And It's Love

34 6 11
                                    



snow is coming and someone feels it

skinless though they are, and eyeless too

noseless mouthless earless

and organs all dust-gray.

they crouch in a garden—

they clutch at a head—


                     while down beneath, a little dove
                     is sitting on a wire in high-summer
                     telephone line undulating
                     viper jaws flex;
                     pink mouths are crying;
                     cold front hugs its neighbors—
                     stealing in—the dove clings.

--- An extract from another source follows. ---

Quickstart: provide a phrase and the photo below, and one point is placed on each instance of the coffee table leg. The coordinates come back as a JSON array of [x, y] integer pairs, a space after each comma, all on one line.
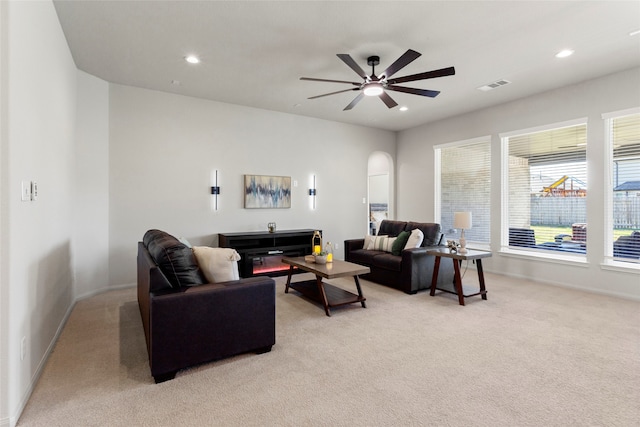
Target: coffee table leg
[[323, 295], [434, 279], [286, 289], [481, 278], [458, 279], [364, 304]]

an enlightened spider creaks

in a white rafter, and there's mildew

far below on the whining wooden floor

that smells like chamomile.

the spider knits in her chair.

her children have gone and she's aging

and she's staying up later every night and

an elderly fruit bat lives in the chapel off the

freeway; every night he visits the spider, sings,

rubs his cane along the floor, says ((oh how pretty!

my little lovely; I wish I'd see your face))

and the knitter cannot help but blush.


                           a sunbeam makes acquaintances with
                           skinless eyeless noseless mouthless earless touchless
                           and the pair crotchets a low-lain atmosphere
                           so all beings are two.


a spider and a bat dance doubletime

and break themselves down slowly;

woman and man, isn't it? and it's love.


                          a dove and a wire        knock      ,           knock         ,
                         the doors apart and go
                         their separate ways, two gaps
                         in the cold air and a portal leaking sun.
                        Jamaica is thawing, and it's too hot, and it's love.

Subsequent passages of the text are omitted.